Don’t slouch! Keep your head up!
If your mother is anything like mine then these words might sound familiar. From the time I was eight years old, my mother would gently remind me to sit up straight and stop hunching over. She would tell me to pull my shoulders back and keep my head up.
It turns out that my mom’s advice has some very profound applications in adult life. Not only does posture effect the way other people perceive you, but it also effects your entire physiology. Your posture influences everything from lung capacity to stress and confidence levels.
Harvard Business School’s Amy J.C. Cuddy gave an excellent presentation at TED on the importance of posture and non verbal communication. Cuddy and her colleagues have done studies on how performing “power poses” prior to high stakes social evaluations, like job interviews, profoundly effect your body.
Their study demonstrated that not only does bad posture make you less hirable, but it also makes you more more stressed out by influencing your cortisol (stress hormone), and less confident by influencing your testosterone (male sex hormone). On the other hand, when “high power poses” were practiced the researchers observed a very positive effect.

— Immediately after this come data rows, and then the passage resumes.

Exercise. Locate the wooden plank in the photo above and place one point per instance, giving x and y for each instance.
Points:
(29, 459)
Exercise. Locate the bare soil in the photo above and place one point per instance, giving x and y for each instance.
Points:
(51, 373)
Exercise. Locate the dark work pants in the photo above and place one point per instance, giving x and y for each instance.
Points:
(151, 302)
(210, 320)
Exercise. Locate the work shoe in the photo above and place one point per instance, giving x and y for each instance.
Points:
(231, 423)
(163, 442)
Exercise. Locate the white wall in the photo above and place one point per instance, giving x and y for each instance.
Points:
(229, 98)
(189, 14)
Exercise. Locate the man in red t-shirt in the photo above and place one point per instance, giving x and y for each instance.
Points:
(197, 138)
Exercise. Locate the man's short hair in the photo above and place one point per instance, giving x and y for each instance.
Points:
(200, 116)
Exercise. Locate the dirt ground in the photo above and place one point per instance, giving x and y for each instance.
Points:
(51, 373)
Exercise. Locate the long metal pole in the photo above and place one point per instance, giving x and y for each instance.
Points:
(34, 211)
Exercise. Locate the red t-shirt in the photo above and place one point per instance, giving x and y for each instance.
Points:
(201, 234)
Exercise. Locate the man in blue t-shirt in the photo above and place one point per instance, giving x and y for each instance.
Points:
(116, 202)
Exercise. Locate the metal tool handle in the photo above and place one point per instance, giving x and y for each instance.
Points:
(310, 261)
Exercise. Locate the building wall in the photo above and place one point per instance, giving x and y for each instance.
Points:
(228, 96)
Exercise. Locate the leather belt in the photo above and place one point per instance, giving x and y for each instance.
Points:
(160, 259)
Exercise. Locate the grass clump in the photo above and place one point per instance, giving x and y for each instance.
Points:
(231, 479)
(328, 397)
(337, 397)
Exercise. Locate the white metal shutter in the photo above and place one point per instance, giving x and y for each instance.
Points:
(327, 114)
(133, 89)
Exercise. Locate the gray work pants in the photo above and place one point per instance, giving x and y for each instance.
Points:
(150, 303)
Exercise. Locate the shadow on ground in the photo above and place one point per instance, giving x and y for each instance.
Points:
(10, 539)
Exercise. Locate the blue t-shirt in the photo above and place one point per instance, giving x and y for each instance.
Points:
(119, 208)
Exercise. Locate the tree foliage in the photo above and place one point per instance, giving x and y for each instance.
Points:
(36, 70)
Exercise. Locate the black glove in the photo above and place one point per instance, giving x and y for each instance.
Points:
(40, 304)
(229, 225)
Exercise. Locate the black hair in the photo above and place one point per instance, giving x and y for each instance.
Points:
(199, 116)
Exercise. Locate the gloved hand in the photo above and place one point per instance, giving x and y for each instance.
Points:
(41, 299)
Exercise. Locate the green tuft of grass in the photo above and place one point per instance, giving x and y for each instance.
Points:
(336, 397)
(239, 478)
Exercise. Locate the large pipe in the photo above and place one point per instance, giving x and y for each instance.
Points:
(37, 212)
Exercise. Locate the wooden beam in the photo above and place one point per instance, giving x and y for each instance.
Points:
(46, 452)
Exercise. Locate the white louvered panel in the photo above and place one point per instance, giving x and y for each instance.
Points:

In fact, according to Cuddy’s blog, the change in cortisol and testosterone levels was quite dramatic. Individuals in a high power pose experienced a20% increase in testosterone and about a 25% decrease in cortisol levels in as little as a few minutes. Nearly the same thing happened in reverse to people put in low power poses.
This is a big deal. Her study shows that “power posing” not only makes you less stressed, but it also makes you feel more dominant, confident, and powerful by elevating testosterone levels. This information can be valuable to professionals everywhere! Try your best to always be in some power pose, and always beware of low power poses that will negatively influence not only your own physiology, but the way others view you as well.
2 HIGH power poses
High power poses are characterized by having an open chest, shoulders rolled back away from the head, and being as expansive as possible. Below are two examples of high power poses that you can put yourself into very quickly:
2 LOW power poses
Low power poses are characterized by siting with forward rounded shoulders, head down, and being as small or narrow as possible (think about someone sitting and texting!). Below are two examples of these low power poses:
Applying this to every day life
Remember, knowledge is only power when it is applied. If you are dealing with some stress and lack of confidence levels right now, then I would encourage you to look at how you sit and hold yourself on a daily basis.
How are you sitting at work? Do you find yourself falling into a low power pose while working on a key board? While reading? While texting? If so, then I would invite you to start forming the habit of keeping the shoulders rolled back, chest out, at all time!